Mitigating Overthinking through Reasoning Shaping
Feifan Song, Shaohang Wei, Bofei Gao, Yejie Wang, Wen Luo, Wei Li, Linli Yao, Weimin Xiong, Liang Chen, Tianyu Liu, Houfeng Wang
2025-10-13
Summary
This paper investigates a problem with powerful AI reasoning models: they often get stuck in overly complex thought processes, using a lot of computing power without necessarily improving the answer. The researchers propose a new method to encourage these models to be more concise and efficient in their reasoning.
What's the problem?
Large AI models are getting better at solving problems, especially when trained with a technique called Reinforcement Learning from Verifier Reward. However, these models tend to 'overthink' – they generate very long, rambling explanations that take a lot of time and resources. Previous attempts to shorten these explanations often hurt the model's ability to actually solve the problem correctly. The issue is that simply penalizing the model for each individual word isn't smart enough; it needs a more nuanced approach.
What's the solution?
The researchers developed a new technique called Group Relative Segment Penalization, or GRSP. Instead of looking at each word individually, GRSP focuses on 'segments' of reasoning – complete ideas or steps in the problem-solving process. It then penalizes the model based on the length of these segments, but in a way that considers how important each segment seems to be. They figured out that the length of reasoning segments is closely tied to both how much computing power is used and how well the model performs, so they created a system to weight these segments accordingly.
Why it matters?
This research is important because it helps make powerful AI models more practical. By making these models more efficient, we can reduce the cost of running them and make them accessible to more people. The GRSP method specifically improves performance on difficult problems, and it also makes the training process more stable, meaning the AI learns more reliably. This is a step towards building AI that can solve complex problems without wasting resources.
Abstract
Large reasoning models (LRMs) boosted by Reinforcement Learning from Verifier Reward (RLVR) have shown great power in problem solving, yet they often cause overthinking: excessive, meandering reasoning that inflates computational cost. Prior designs of penalization in RLVR manage to reduce token consumption while often harming model performance, which arises from the oversimplicity of token-level supervision.
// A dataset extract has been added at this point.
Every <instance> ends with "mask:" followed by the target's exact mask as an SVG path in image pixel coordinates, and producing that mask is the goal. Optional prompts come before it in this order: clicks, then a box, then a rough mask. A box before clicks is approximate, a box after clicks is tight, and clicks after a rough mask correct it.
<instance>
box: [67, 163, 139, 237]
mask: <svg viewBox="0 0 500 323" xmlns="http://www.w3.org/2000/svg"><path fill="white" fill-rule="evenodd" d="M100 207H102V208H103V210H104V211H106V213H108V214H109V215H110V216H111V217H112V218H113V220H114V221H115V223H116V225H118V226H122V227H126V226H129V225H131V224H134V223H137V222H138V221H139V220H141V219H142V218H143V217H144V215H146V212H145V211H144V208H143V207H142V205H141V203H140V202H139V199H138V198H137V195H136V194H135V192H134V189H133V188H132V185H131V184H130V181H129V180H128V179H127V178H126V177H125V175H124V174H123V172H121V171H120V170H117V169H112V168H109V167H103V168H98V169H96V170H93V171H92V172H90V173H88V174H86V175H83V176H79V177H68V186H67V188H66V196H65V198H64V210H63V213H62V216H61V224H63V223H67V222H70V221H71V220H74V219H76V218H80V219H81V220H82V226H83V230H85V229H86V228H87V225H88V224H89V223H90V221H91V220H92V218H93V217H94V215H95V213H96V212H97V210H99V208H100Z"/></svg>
In this paper, we argue that the granularity of supervision plays a crucial role in balancing efficiency and accuracy, and propose Group Relative Segment Penalization (GRSP), a step-level method to regularize reasoning. Since preliminary analyses show that reasoning segments are strongly correlated with token consumption and model performance, we design a length-aware weighting mechanism across segment clusters. Extensive experiments demonstrate that GRSP achieves superior token efficiency without heavily compromising accuracy, especially the advantages with harder problems. Moreover, GRSP stabilizes RL training and scales effectively across model sizes.